Alba Caño
- Caño with Boston Legacy FC in 2025

Personal information
- Birth name: Alba Caño Isant
- Date of birth: 30 September 2003 (age 22)
- Place of birth: Puiggròs, Catalonia, Spain
- Height: 1.65 m (5 ft 5 in)
- Position: Midfielder

Team information
- Current team: Boston Legacy
- Number: 26

Youth career
- 2008–2015: Les Garrigues
- 2015–2018: SE AEM
- 2018–2020: Barcelona

Senior career*
- Years: Team / Apps / (Gls)
- 2020–2024: Barcelona B
- 2022–2025: Barcelona / 10 / (1)
- 2026–: Boston Legacy / 1 / (0)
- 2025: → Barcelona (loan) / 0 / (0)

International career^{‡}
- 2022: Spain U-19 / 7 / (0)
- 2025–: Catalonia / 1 / (0)

= Alba Caño =

Spanish footballer (born 2003)

Alba Caño Isant (born 30 September 2003) is a Spanish professional footballer who plays as a midfielder for Boston Legacy FC of the National Women's Soccer League (NWSL). She previously played for Liga F club Barcelona.

==Club career==
===Early career===
Caño is from Puiggròs, Catalonia. She started her football career at the age of five with local team Escola Futbol Comarçal Les Garrigues before moving to SE AEM in Lleida in 2015 and joining Barcelona three years later.

===Barcelona===
Caño joined Barcelona's youth setup in 2018. After two years, she was promoted to the B team in 2020. She began being incorporated in training with the first team in 2022.

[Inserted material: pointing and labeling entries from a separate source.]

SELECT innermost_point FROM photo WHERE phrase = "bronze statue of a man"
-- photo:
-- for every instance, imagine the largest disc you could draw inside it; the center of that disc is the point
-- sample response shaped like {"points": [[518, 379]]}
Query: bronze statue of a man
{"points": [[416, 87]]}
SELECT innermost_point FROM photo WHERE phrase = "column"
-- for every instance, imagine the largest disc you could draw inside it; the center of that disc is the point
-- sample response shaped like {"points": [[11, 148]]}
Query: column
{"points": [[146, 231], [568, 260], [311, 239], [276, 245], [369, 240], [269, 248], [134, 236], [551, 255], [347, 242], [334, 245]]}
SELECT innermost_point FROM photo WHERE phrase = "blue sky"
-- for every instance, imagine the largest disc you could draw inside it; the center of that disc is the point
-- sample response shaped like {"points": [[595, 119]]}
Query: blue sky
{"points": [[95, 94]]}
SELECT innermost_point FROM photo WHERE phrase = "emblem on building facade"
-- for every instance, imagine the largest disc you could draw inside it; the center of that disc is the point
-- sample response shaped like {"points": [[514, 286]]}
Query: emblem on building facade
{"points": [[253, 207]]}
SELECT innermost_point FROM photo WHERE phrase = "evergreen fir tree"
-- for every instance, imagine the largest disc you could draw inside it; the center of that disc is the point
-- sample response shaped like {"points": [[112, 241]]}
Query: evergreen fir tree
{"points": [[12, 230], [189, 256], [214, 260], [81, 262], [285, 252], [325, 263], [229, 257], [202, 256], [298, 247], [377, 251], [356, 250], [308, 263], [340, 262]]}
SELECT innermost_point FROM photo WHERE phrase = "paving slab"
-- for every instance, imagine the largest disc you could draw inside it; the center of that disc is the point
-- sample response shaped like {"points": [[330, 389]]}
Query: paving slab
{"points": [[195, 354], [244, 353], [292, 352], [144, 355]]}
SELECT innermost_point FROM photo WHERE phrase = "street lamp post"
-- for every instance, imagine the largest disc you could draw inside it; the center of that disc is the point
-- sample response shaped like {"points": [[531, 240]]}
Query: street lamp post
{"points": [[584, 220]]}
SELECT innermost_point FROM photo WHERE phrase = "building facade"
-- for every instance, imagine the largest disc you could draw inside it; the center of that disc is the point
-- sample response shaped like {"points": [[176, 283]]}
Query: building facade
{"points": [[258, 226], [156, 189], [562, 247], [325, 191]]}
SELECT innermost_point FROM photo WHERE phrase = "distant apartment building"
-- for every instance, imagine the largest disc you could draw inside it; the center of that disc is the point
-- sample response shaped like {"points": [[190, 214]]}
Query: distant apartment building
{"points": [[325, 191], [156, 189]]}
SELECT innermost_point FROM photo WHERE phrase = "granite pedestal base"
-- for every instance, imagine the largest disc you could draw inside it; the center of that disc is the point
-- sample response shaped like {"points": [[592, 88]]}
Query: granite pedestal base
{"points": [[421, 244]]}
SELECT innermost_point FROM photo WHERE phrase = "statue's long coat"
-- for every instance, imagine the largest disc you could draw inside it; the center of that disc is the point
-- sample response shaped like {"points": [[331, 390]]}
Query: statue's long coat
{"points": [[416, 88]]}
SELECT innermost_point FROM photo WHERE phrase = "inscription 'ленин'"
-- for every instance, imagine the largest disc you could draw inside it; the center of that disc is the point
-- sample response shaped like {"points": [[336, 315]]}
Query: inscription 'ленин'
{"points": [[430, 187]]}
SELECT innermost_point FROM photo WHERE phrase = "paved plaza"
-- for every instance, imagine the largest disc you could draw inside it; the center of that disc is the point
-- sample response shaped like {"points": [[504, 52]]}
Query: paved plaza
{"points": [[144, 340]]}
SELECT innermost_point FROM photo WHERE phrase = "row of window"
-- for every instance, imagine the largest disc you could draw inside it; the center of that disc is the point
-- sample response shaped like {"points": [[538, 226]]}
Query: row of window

Caño made her first-team – and Liga F – debut on 3 November 2022 in a 4–0 away win against Levante.

Caño played her first match of the 2024–25 season on 8 September 2024 when she came on as a substitute and played the remaining 44 minutes of the game in a 3–0 away victory at Deportivo de La Coruña.

===Boston Legacy===

Alba Cano with the Boston Legacy in 2026

On 31 July 2025, National Women's Soccer League (NWSL) expansion team Boston Legacy announced the signing of Caño on a two-and-a-half-year contract with the team option for an additional year. She remained at Barcelona on loan until Boston began play in 2026, making just one appearance in their Copa de la Reina win against Alavés on 21 December 2025.

Once Boston's inaugural season commenced, Caño scored her first NWSL goal on 29 April 2026, netting the opener in a 2–2 draw with the North Carolina Courage.